As we approach our Civil War unit, I want my students to bring all of their knowledge about slavery to the forefront. They've learned about how this horrific practice has affected our country since early American History, and even today, by learning significant social studies lessons all year. Now slavery itself is the main focus. They will read text about slavery and using RI.5.2 summarize this text after determining the main ideas that are supported by key details.
All year they've read about this grim topic, engaged in class discussions, and watched video sections of "Roots" to give them a touchstone for learning. To begin this lesson I want the students to use their collective body of knowledge to compile a list of adjectives and/or phrases (Writing Adjectives and Phrases assignment) that come to mind when they think of slavery (Examples of Adjectives/Phrases).
The students read the section in the textbook entitled, "Resisting Slavery," independently. After they finish reading, they determine at least two main ideas from the text, and support this data with key details. This is summarized into two paragraphs under the focus question, "Why do you think enslaved people risked their lives to escape from slavery?" (Writing Main Ideas from Social Studies Text)
They write immediately, they write consistently, and they write thoughtfully (Writing...) This is clearly a topic that resonates and they have a lot of information to get down on their papers (and more writing...) As they write, I put the word, SLAVERY, on the Smart Board. Using the list of words created during the Warm Up, they take turns coming to the board to contribute to a class mural (More contributions...) I'm proud of their words, and though not surprised at their approach, feel overwhelmed with how somber they are as they add them to the mural.
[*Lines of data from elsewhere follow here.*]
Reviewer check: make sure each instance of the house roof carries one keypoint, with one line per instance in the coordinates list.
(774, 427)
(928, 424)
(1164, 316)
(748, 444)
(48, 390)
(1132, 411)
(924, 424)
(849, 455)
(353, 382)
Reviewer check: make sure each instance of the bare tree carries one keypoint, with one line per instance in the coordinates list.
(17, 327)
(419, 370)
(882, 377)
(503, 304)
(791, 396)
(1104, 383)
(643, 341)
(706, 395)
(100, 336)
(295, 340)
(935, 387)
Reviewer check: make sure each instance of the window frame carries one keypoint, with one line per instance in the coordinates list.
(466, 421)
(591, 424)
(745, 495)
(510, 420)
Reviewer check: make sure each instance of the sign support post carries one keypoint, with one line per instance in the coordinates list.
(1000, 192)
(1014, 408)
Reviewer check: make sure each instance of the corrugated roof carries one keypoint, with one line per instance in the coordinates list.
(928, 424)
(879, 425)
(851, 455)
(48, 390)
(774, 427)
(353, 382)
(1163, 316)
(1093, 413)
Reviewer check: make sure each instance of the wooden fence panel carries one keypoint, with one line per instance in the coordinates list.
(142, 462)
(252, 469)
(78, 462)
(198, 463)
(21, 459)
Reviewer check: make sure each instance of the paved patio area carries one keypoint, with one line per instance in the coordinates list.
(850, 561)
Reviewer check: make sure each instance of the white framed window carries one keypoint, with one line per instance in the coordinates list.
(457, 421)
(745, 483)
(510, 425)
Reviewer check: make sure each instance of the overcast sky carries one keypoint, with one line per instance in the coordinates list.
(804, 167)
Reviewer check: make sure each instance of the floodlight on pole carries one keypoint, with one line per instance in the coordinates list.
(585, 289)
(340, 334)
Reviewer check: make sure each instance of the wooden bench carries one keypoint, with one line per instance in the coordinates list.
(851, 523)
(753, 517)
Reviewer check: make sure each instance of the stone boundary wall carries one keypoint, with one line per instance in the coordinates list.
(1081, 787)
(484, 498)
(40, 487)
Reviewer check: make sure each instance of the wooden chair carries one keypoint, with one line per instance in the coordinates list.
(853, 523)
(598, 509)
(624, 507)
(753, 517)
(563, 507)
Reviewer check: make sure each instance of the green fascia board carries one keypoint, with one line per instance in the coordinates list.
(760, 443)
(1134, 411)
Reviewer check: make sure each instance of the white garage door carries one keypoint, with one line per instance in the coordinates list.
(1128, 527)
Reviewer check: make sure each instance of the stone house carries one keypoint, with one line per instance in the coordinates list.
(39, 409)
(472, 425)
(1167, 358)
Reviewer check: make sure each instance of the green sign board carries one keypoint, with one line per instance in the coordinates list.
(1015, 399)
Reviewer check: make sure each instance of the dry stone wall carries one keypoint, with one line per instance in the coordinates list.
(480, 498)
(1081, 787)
I evaluate the writing using the Six Traits of Writing rubric. I concentrate on the traits of Voice, Ideas and Content, and Organization as the students express their thoughts, determine main ideas in the text, and support their findings in an organized manner.
This has been an emotional lesson, and the kids have written amazing heartfelt papers. The students are welcomed to share their papers with their classmates, and many want to. I'm pleased with how well they practice SL.5.4 Presenting an opinion clearly at an understandable pace as well as SL.5.3 as they take turns summarizing the points made by the speaker, and why their evidence supports it. Great listeners, too.
To complete the lesson, I ask the question, "Would you risk your life to escape?" Many hands go up. One girl adds, "I can't even imagine. I would risk my life because it would be better to die than live like those poor slaves did." Others nod in agreement.